Act 1, Scene 1… It’s real life
Published 2:37 am Sunday, February 6, 2011
You have to find yourself in one of the characters to really enjoy a play.
In “The Dixie Swim Club,” a poignant comedy, I identified with Dinah, who knew exactly what she was doing professionally but traditionally made a mess of most things personal.
The play is about five women who bond on a college swim team and, for decades afterward, meet at a cozy cottage on a North Carolina beach once a year to compare notes. Director Cheryl Sproles let me watch dress rehearsal because — you guessed it — I was headed to the beach to meet with college friends the weekend the play opened. I would miss the official performances.
I loved it. Actresses Renee Baldwin, Merrie Hughes, Lisa Kimes, Lynn Nelson and Robin Haire aged convincingly and comically over three acts and 33 years. It was theater as good as I’ve seen in New York, even minus a full audience.
The characters were the usual suspects that emerge whenever writers depict women. There was the sex kitten, the serious career woman, the incorrigible organizer, the mother with nothing but bad children and luck, and the innocent who needs the others to take care of her.
Never mind that in real women you usually get all of these qualities rolled into one person. It makes for better theater to divvy up personalities and quirks.
In the end, Dinah dies. Somebody has to. Never the one you’re set up to expect to die. That’s not how drama works.

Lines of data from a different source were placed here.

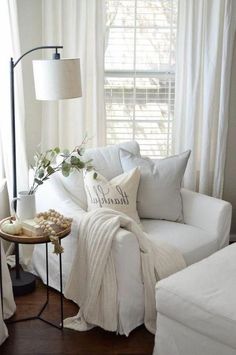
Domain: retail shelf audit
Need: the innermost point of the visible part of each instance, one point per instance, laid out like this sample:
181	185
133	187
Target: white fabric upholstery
194	243
202	297
201	236
106	161
208	213
159	189
171	335
119	193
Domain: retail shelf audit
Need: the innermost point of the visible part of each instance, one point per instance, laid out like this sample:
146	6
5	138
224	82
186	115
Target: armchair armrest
208	213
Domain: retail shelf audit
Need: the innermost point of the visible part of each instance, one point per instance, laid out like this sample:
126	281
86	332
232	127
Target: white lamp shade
57	79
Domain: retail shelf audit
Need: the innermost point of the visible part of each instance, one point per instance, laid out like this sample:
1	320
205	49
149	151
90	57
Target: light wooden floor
37	338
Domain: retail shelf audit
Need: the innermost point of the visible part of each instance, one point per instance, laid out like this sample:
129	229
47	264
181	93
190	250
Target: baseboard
233	237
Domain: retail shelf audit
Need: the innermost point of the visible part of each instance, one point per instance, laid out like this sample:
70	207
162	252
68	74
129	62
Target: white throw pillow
119	194
105	160
160	182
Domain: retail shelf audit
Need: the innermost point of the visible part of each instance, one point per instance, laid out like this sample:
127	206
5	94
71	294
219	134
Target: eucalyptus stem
44	166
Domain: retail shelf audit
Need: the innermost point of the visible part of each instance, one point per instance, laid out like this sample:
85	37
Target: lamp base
23	284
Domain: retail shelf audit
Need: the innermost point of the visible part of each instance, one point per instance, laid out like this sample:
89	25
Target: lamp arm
35	49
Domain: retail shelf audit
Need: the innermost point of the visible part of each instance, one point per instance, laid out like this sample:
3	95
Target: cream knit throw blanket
92	282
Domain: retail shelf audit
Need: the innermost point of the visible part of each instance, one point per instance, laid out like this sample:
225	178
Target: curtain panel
203	65
78	25
10	47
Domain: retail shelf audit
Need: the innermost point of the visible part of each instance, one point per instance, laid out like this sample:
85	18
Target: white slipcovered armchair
206	229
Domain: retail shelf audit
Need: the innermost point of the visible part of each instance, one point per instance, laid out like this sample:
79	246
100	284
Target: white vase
25	205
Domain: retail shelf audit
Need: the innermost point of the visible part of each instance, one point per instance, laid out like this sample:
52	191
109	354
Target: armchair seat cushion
194	243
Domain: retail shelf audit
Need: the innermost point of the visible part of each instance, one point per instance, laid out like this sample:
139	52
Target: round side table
25	239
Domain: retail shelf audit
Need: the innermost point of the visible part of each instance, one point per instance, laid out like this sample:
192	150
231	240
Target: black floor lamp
55	79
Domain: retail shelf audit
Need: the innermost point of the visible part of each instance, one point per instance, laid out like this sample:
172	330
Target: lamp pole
23	282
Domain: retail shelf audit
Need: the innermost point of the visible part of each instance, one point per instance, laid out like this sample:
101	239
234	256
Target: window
139	73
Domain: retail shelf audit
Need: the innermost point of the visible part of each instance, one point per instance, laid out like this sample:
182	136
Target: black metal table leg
61	288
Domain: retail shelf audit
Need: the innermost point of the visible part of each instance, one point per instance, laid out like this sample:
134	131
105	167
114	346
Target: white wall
230	168
30	24
30	21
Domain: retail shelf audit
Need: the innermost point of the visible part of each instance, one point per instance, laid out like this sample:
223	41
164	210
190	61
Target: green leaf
46	162
66	152
50	170
38	182
56	150
65	172
41	173
74	160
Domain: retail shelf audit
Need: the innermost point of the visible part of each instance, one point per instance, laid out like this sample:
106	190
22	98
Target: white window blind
139	73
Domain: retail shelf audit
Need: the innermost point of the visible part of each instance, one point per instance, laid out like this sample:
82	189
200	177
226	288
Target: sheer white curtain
203	66
78	25
9	39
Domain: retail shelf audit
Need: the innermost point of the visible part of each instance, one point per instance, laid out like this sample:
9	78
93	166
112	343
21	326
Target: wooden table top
25	239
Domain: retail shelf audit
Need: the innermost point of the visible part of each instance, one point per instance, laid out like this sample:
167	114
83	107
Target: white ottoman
197	308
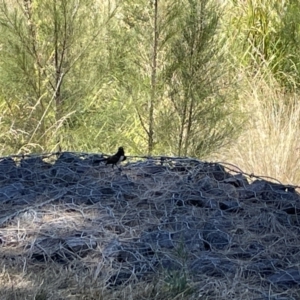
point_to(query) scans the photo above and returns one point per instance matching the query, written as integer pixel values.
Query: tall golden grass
(270, 143)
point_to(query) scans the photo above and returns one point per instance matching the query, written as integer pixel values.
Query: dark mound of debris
(153, 215)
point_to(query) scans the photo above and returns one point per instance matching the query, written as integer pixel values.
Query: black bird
(116, 158)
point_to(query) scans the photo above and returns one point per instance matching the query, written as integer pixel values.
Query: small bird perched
(116, 158)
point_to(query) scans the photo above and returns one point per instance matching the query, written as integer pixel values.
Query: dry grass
(270, 144)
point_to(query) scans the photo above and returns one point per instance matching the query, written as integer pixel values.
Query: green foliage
(44, 73)
(268, 37)
(195, 107)
(145, 75)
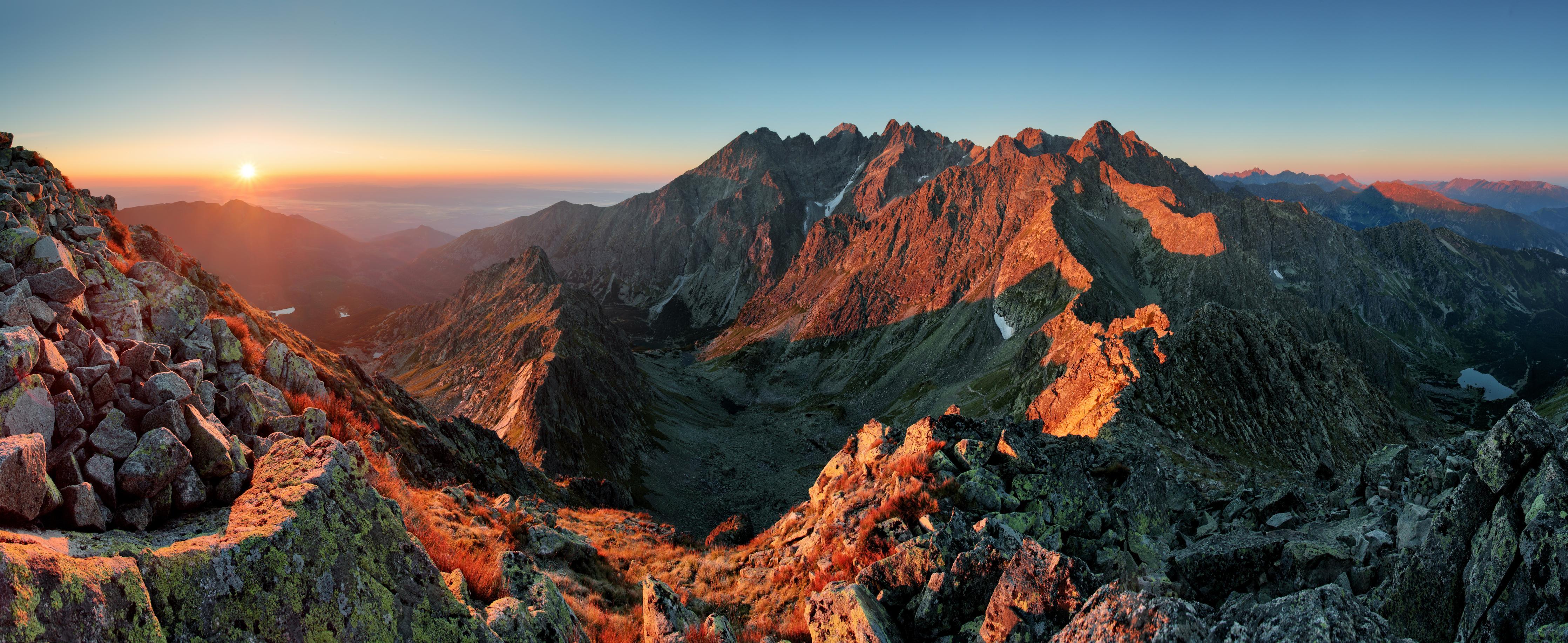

While there were no pregnant nuns or mothers with sons in jail at the beach party I attended, you could make the case that life was following art. My friends and I sat on a veranda overlooking a Mississippi back bay, and I kept thinking it wouldn’t be that hard to write a play about our group. Hmmm.
There were five women at our beach house, though our ages ranged from 56 to 82 and we didn’t all meet at school. I’d also have to work a couple of men and a dinner guest or two into my plot, but, for play purposes, they’re extraneous.
Betty could be the organizer, the team captain if you will. A diplomat-turned-contractor, her life’s been interesting enough to warrant its own play. And if you were casting a movie that naturally followed such a wonderful stage production, there’d be no question. Jane Fonda would have to be Betty.
Janie, the academic and scientist, would get all the sage lines. She identifies all the flora and fauna and shows us how to call up the owls. Put in a call to Debra Winger.
Sandy would play the innocent. She has that vulnerability that makes us all want to meddle and fix things up for her. A Mary-Louise Parker type.
I don’t think I’m objective enough to cast myself, but I wouldn’t holler if Jessica Lange was available. If not, we could check with Meryl Streep. It’s going to take an actress with lots of range.
Cornelia — who, at age 82, outlasts, outdrinks and, play or no play, entertains us all — definitely would be the comic relief. She could play herself.